Two small rivers, the Groot and Doran, merge a few miles from our camp and they are our destination today. The streams snake through the sparse desert landscape with just 15-foot-wide strips of green foliage along their banks. Streams are nearly crystal-clear and surprisingly cool, despite the intense desert sun beating down on us. Recent rains up in the mountains have dramatically cooled the water and this doesn’t bode well for us. Instead of the smallies fighting for our baits, we have to fight for every strike. Thoroughly working each high-percentage head-of-pool area, we slowly pick off nice fish up to 16 inches.
Then it happens. I can see almost the entire bottom and this head-of-pool appears fishless. But I know how hunkered-down fish can vanish. I’m working my weighted fly against the flow when a strike nearly makes me lose my rod. It doesn’t jump, rather races downstream as I worry I can’t stop it. My fishing mates think it’s a large species of piscavorous yellowfish, but I’m not sure. Now the fish is heading up river along the far bank and nearly in the overhanging brush. I apply maximum pressure to my 8-lb-test leader and barely keep the fish out of the brush, and now it finally jumps, so we see it– a huge smallie. The hardest-fighting smallmouth bass of my entire year finally comes to hand, and I excitedly lift a fat 20-plus-incher above this exotic landscape.
Canyon Country Day
Now it’s the big time. Other days were just warm-ups. Upstream, the Groot River cuts its way through a deep, rocky canyon. Few anglers are hardy or foolish enough to venture far into this remote boulder-strewn gash in the dessert. We slowly pick our way along the top of the canyon then inch our way down a dry wash to the canyon floor and a drinking-water-clear stream. Very rocky, the stream is an endless series of long pools and short rapids. Smallies aren’t huge in this environment, where in the dry years the stream quits flowing. Nevertheless, plenty of them manage to survive in this harsh land thousands of miles from their ancestral home. Bizarrely, some other American transplants have also found their way to this remote waterway. We also catch several fat spotted bass and quite a few chunky bluegills.

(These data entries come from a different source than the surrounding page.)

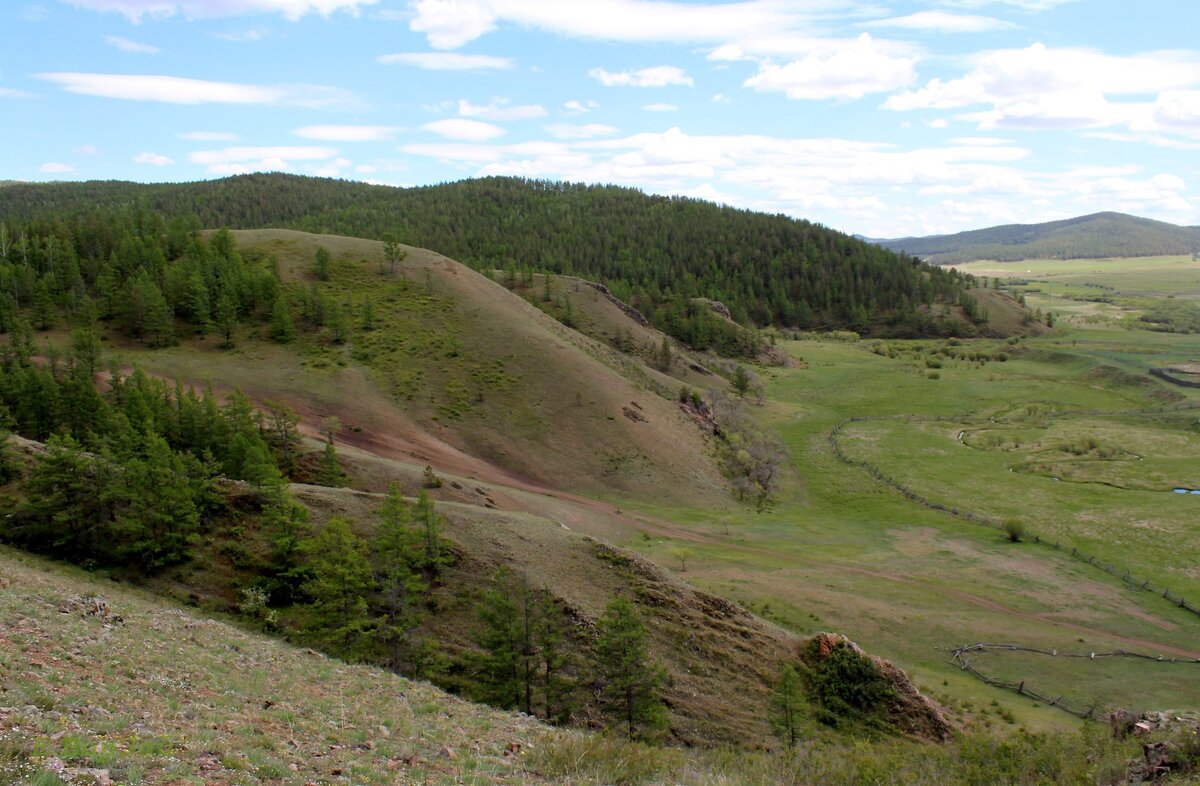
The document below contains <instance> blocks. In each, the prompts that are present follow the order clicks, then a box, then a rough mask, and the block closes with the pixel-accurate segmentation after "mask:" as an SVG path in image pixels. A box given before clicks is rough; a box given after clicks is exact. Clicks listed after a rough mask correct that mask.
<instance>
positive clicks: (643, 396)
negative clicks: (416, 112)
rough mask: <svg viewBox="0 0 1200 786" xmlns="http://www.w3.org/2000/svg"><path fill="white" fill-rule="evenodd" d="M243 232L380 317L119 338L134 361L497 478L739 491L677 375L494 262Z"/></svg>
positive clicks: (299, 237) (636, 485) (639, 487)
mask: <svg viewBox="0 0 1200 786" xmlns="http://www.w3.org/2000/svg"><path fill="white" fill-rule="evenodd" d="M235 235H236V238H238V242H239V246H240V247H242V248H244V250H247V251H248V250H260V251H264V252H268V253H270V254H272V256H274V257H275V258H276V259H277V260H278V264H280V270H281V275H282V277H283V281H284V290H286V292H290V293H293V294H295V295H296V296H298V298H299V296H300V295H302V294H304V293H305V292H307V290H308V289H310V288H312V287H318V288H319V289H320V290H322V292H323V293H326V295H328V296H329V298H330V299H334V300H336V301H338V302H347V304H352V305H353V304H358V307H359V308H361V307H362V304H364V302H365V300H366V299H367V298H370V299H371V300H372V304H373V310H374V314H376V322H377V325H376V326H374V328H373V329H371V330H356V331H355V336H354V340H353V341H352V342H348V343H347V344H341V346H338V344H331V343H329V342H328V341H323V340H320V338H318V337H313V338H305V337H301V338H300V340H299V341H298V343H296V344H295V346H294V347H281V346H278V344H272V343H269V342H266V343H264V342H260V341H253V340H252V337H251V336H246V340H245V341H242V342H241V346H240V348H236V349H234V350H232V352H230V350H224V349H221V348H218V346H217V344H218V343H220V340H218V338H217V337H209V338H206V340H204V341H202V342H186V343H184V344H181V346H179V347H175V348H168V349H163V350H152V352H146V350H143V349H142V348H140V347H139V344H138V343H137V342H122V344H121V346H119V347H115V348H116V349H118V350H119V356H120V358H122V359H124V361H125V362H137V364H139V365H142V366H144V367H145V368H148V370H151V371H156V372H158V373H162V374H164V376H168V377H179V378H182V379H185V380H188V382H192V383H197V384H202V383H204V382H208V380H211V382H214V383H215V384H217V385H218V386H221V388H224V389H233V388H239V389H241V390H244V391H245V392H246V394H247V395H251V396H252V397H254V398H257V400H259V401H262V400H264V398H282V400H284V401H287V402H288V403H289V404H292V406H293V407H294V408H295V409H296V410H298V412H300V413H301V414H302V415H304V418H305V421H306V422H307V424H308V425H310V426H312V427H313V428H314V430H316V427H317V425H318V422H319V421H320V419H322V418H324V416H329V415H336V416H338V418H340V419H341V421H342V425H343V430H342V438H344V439H346V440H349V442H354V443H361V442H365V440H372V442H377V443H386V444H390V445H392V446H396V448H401V449H407V450H408V452H409V454H410V456H412V458H410V460H412V461H414V463H416V462H419V463H421V464H424V463H432V464H434V466H436V467H438V468H444V469H446V470H460V472H462V473H463V474H475V475H479V476H481V478H485V479H493V480H494V479H499V476H500V475H503V480H505V481H506V482H509V484H517V485H520V484H522V482H523V484H527V485H530V484H532V485H536V486H544V487H548V488H558V490H564V491H587V492H592V493H601V492H608V493H612V492H619V493H628V494H632V496H642V494H658V493H666V494H670V496H678V498H680V499H683V498H698V499H704V498H712V497H714V496H719V494H721V493H724V492H722V491H721V487H722V485H724V482H722V481H721V479H720V476H719V475H718V474H716V470H715V468H714V466H713V462H712V458H710V456H709V449H708V448H707V446H706V443H704V438H703V434H702V433H701V431H700V430H697V428H696V427H695V425H692V424H691V422H690V420H689V419H688V418H686V416H685V415H684V414H683V413H680V412H679V410H678V408H677V407H676V406H674V397H676V394H677V391H678V388H677V386H670V388H668V386H667V384H666V383H665V382H661V380H660V379H658V378H655V376H654V374H653V373H650V372H649V371H648V370H646V368H644V367H643V366H641V365H640V364H637V362H631V361H630V360H629V359H628V358H625V356H624V355H620V354H619V353H617V352H616V350H614V349H612V348H611V347H608V346H605V344H602V343H600V342H596V341H594V340H589V338H587V337H584V336H582V335H580V334H578V332H576V331H574V330H570V329H568V328H565V326H564V325H562V324H560V323H558V322H556V320H554V319H552V318H550V317H547V316H546V314H544V313H541V312H540V311H539V310H536V308H534V307H533V306H530V305H529V304H527V302H526V301H524V300H522V299H521V298H518V296H516V295H515V294H510V293H509V292H506V290H505V289H504V288H502V287H500V286H498V284H496V283H494V282H491V281H488V280H487V278H485V277H484V276H482V275H480V274H478V272H475V271H473V270H470V269H468V268H466V266H463V265H460V264H457V263H455V262H452V260H450V259H448V258H445V257H443V256H440V254H436V253H433V252H428V251H422V250H418V248H409V256H408V258H407V259H406V260H404V263H403V265H402V270H401V271H400V272H398V274H397V276H396V277H389V276H383V277H380V276H379V272H378V268H379V260H380V259H382V254H383V251H382V244H379V242H377V241H367V240H355V239H349V238H337V236H331V235H323V236H319V235H308V234H305V233H298V232H289V230H250V232H239V233H235ZM318 245H320V246H324V247H325V248H328V250H329V251H330V252H331V253H332V256H334V258H335V274H334V277H332V280H331V281H330V282H329V283H318V282H317V281H316V280H314V278H313V276H312V274H311V266H312V260H313V257H314V254H316V248H317V246H318ZM629 413H636V414H637V418H636V419H635V418H631V416H630V415H629ZM468 457H469V458H468ZM497 469H499V470H502V472H500V475H498V474H497V473H496V470H497ZM484 473H486V474H484Z"/></svg>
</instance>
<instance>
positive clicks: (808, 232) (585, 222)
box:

Before we have to climb out of the canyon ahead of the setting sun, Conrad, Herman and I land over 80 smallies and nearly two dozen bluegills and spotted bass. Most bronze boys were less than 15 inches, but a few were bigger and a couple we lost… well, you know how huge those that get away are. And yes, we did drink the water (delicious) saw the tracks of wild burros, lots of baboon “sign” (they like to poop on big boulders) and a strange woodchuck-like critter that jumps through rocks like a mountain goat.
Certainly, there are streams in South Africa with bigger smallmouth bass and ones with more of them, but canyon country fishing is truly amazing. It’s a near-wilderness, starkly beautiful, seldom fished and an experience I’ll remember forever.